The argument is that if Country A switches to full renewables, in the time it takes for the prices to become low enough to be competitive against coal, Country B, which is unscrupulous in its development and continues using coal as its main energy source, would gain a significant advantage over Country A.
You could even argue that for Country B, switching to alternative energy sources would be unfair, considering that Country A enjoyed decades of rapid growth and development using cheap coal, whereas Country B would not. Since Country A won’t fully switch to alternative energy sources to maintain its supremacy, and Country B won’t change for the sake of its development, we’re effectively in a deadlock.
Personally, I think all countries should work together and switch to renewable energy sources to reduce the impact of climate change. Unfortunately, the world is not so simple, and the conflict is more nuanced than simply “keeping profits vs. creating a better world.”
If only all the countries could come to some kind of climate energy agreement. Maybe they can meet someplace like oh say Paris or something and sign an agreement like that. 🤔
We’re already at the point that renewables are far cheaper than the alternatives. It’s just the capital costs that are higher (compared to keeping existing FF), but that’s not a huge issue for rich, developed countries.
So rich countries can massively invest in renewables and press their advantage. Ideally, these rich countries also subsidise renewable energy in developing countries (and to some extent, they are). But even without that in many cases it’s cheaper to just skip building a whole FF industry altogether and go straight to renewables.
I think it’s mostly tribalism and fear.
For everyone, to some extent, belief is social. You tend to believe what your in-group believes. If your in-group is big on science and admitting fault and such, it’s not so bad. But if your beliefs are… I’m too tired to be nice… Right wing dog shit ahistorical afactual nonsense… then you’re in a worse place as far as having beliefs that match reality goes.
Secondly, fear. Admitting climate change and pollution exist means admitting uncomfortable truths. It means admitting things need to change, that the future may be from, and you have some culpability in the current state. The way things are now is familiar and comforting. Most people are, frankly, cowards, and will go to great lengths to avoid this kind of fear. Especially if it involves them not being a completely faultless person.
The longer you go being a denialist, I imagine the harder it is to change. Admitting fault isn’t something most people do well. Again, because they are on some fundamental level cowards. Many people are deeply uncomfortable with admitting they were wrong about anything. Admitting you were fooled by climate denialism is a blow to the ego. Can’t have that. Better stick to the current stance. And if it happens that the in-group also believes that, great, that’s comforting.
We should probably come up with a way to make right wingers (the most scared people of all) think that addressing climate change plays into their in-group. Convince them solar is AMERICAN INGENUITY and that coal is a Chinese plot to poison the white race, and maybe you’d make some surprising (and awful) allies.
That or, like, completely destroy the Republican party, spend fifty years hard deploying green technology, and wait for conservatives to defend it because that’s what they know, now.

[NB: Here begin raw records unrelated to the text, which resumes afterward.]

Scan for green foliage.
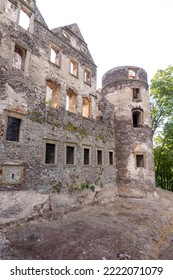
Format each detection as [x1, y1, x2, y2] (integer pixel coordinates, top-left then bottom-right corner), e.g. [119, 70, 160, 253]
[31, 112, 44, 124]
[64, 122, 87, 137]
[65, 122, 77, 132]
[52, 181, 63, 193]
[150, 66, 173, 135]
[98, 134, 106, 143]
[150, 66, 173, 191]
[80, 182, 95, 192]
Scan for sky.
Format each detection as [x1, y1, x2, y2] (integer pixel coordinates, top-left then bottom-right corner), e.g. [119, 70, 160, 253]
[36, 0, 173, 88]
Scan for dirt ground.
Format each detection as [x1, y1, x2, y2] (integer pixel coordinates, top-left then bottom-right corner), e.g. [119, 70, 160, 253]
[1, 189, 173, 260]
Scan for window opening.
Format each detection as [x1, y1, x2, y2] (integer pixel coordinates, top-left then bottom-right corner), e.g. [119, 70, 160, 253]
[82, 97, 91, 118]
[84, 69, 91, 85]
[132, 109, 143, 127]
[50, 45, 60, 66]
[97, 150, 102, 165]
[133, 88, 140, 100]
[66, 89, 77, 113]
[70, 59, 78, 77]
[6, 117, 21, 142]
[128, 69, 136, 79]
[109, 151, 113, 165]
[83, 148, 90, 165]
[13, 45, 26, 70]
[46, 81, 60, 109]
[19, 6, 31, 30]
[66, 146, 75, 164]
[5, 1, 18, 21]
[136, 154, 144, 167]
[45, 143, 55, 164]
[63, 31, 71, 40]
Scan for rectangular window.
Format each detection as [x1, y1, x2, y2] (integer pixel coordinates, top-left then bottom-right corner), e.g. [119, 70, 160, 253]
[133, 88, 140, 100]
[66, 146, 75, 164]
[66, 89, 77, 113]
[97, 150, 102, 165]
[82, 97, 91, 118]
[19, 6, 31, 31]
[45, 143, 55, 164]
[46, 80, 60, 109]
[109, 151, 113, 165]
[83, 148, 90, 165]
[136, 154, 144, 167]
[50, 44, 60, 66]
[6, 117, 21, 142]
[84, 68, 91, 85]
[13, 45, 26, 70]
[70, 59, 78, 77]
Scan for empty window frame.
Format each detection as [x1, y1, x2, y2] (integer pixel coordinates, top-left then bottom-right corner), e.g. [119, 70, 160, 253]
[63, 30, 71, 40]
[109, 151, 114, 165]
[83, 147, 91, 165]
[97, 149, 103, 165]
[66, 89, 77, 113]
[128, 69, 136, 79]
[82, 97, 91, 118]
[45, 143, 56, 164]
[84, 68, 91, 85]
[19, 5, 31, 30]
[5, 1, 18, 22]
[46, 80, 60, 109]
[133, 88, 140, 100]
[132, 108, 143, 127]
[12, 45, 26, 70]
[6, 116, 21, 142]
[66, 145, 75, 165]
[50, 44, 60, 66]
[70, 59, 78, 77]
[136, 154, 145, 168]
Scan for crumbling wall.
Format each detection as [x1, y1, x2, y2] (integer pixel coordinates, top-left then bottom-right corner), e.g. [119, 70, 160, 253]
[0, 0, 116, 192]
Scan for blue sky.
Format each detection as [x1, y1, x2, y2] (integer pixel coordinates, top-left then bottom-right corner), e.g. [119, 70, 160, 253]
[36, 0, 173, 88]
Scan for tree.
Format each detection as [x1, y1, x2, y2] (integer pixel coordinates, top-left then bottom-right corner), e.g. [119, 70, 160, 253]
[150, 66, 173, 190]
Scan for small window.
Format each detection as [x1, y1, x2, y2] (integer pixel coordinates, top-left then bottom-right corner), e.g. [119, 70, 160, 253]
[128, 69, 136, 79]
[6, 117, 21, 142]
[97, 150, 102, 165]
[136, 154, 145, 168]
[5, 1, 18, 22]
[66, 146, 75, 165]
[45, 143, 55, 164]
[13, 45, 26, 70]
[81, 45, 87, 53]
[132, 109, 143, 127]
[46, 80, 60, 109]
[70, 59, 78, 77]
[66, 89, 77, 113]
[109, 151, 113, 165]
[63, 31, 71, 40]
[83, 148, 90, 165]
[50, 45, 60, 66]
[84, 68, 91, 85]
[82, 97, 91, 118]
[19, 6, 31, 30]
[133, 88, 140, 100]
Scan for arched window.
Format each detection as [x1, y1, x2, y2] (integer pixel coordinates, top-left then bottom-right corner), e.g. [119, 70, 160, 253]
[132, 108, 143, 127]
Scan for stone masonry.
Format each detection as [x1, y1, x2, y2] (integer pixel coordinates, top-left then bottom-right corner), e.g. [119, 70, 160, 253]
[0, 0, 155, 197]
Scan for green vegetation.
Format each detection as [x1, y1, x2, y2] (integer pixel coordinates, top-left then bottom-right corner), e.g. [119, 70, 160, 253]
[65, 122, 87, 137]
[150, 66, 173, 191]
[80, 182, 95, 192]
[31, 111, 44, 124]
[52, 181, 63, 193]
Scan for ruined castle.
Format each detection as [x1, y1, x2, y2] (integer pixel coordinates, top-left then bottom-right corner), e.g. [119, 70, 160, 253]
[0, 0, 155, 197]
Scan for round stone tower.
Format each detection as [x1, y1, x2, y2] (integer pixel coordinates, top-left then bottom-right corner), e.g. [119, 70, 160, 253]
[102, 66, 155, 197]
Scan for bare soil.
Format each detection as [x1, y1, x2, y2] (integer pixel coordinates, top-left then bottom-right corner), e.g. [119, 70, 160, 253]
[1, 189, 173, 260]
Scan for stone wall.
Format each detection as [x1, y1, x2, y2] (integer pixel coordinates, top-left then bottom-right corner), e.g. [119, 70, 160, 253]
[0, 0, 116, 192]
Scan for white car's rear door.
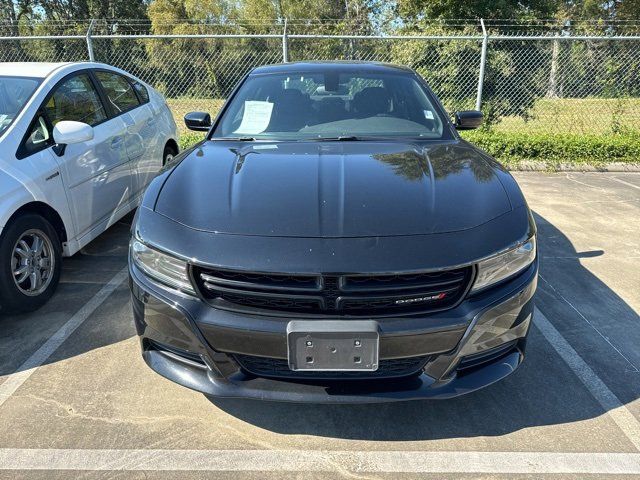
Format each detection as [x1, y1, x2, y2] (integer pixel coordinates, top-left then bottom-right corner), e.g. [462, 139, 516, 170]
[93, 71, 160, 200]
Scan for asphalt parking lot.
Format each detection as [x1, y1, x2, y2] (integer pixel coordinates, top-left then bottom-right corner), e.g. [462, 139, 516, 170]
[0, 172, 639, 479]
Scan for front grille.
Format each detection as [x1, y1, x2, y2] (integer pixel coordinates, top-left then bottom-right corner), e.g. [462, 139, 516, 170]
[192, 266, 473, 317]
[235, 354, 430, 380]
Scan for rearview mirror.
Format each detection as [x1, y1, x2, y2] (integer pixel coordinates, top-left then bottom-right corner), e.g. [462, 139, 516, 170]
[185, 111, 212, 131]
[53, 121, 94, 145]
[453, 110, 483, 130]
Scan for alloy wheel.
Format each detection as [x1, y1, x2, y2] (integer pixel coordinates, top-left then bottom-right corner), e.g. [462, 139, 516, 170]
[10, 229, 55, 296]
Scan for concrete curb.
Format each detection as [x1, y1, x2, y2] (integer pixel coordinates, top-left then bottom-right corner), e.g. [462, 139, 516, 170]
[508, 161, 640, 172]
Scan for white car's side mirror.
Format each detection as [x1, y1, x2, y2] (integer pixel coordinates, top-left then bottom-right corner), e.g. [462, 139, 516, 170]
[53, 121, 94, 145]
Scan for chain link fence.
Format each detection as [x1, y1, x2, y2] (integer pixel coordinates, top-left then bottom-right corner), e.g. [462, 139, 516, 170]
[2, 23, 639, 136]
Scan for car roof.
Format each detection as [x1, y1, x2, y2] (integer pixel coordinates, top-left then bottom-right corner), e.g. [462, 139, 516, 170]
[0, 62, 148, 86]
[250, 61, 414, 75]
[0, 62, 78, 78]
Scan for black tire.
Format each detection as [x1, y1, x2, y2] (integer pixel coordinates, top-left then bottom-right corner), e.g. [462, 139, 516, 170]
[0, 214, 62, 314]
[163, 143, 178, 166]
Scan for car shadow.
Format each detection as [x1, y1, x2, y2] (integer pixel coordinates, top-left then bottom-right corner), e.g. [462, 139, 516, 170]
[208, 210, 639, 440]
[0, 213, 134, 378]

The argument (I say this as a midwesterner who has lots of relatives and such who are regurgitating the prepublication lines) always comes back to “the tech isn’t there yet” “you can’t recycle panels or turbine blades” “panels and turbine blades don’t last worth a damn”.
Whether or not any of that is true idk so how can I argue? My plate is pretty full on reading material.
So find the arguments they’re using and go from there.
Big car doesn’t go vroom vroom
I can also list only positive things about a thing being argued for, while omitting any of its consequences.
What exactly are the consequences in this case?
Can you list the consequences or are you just giving soundbites?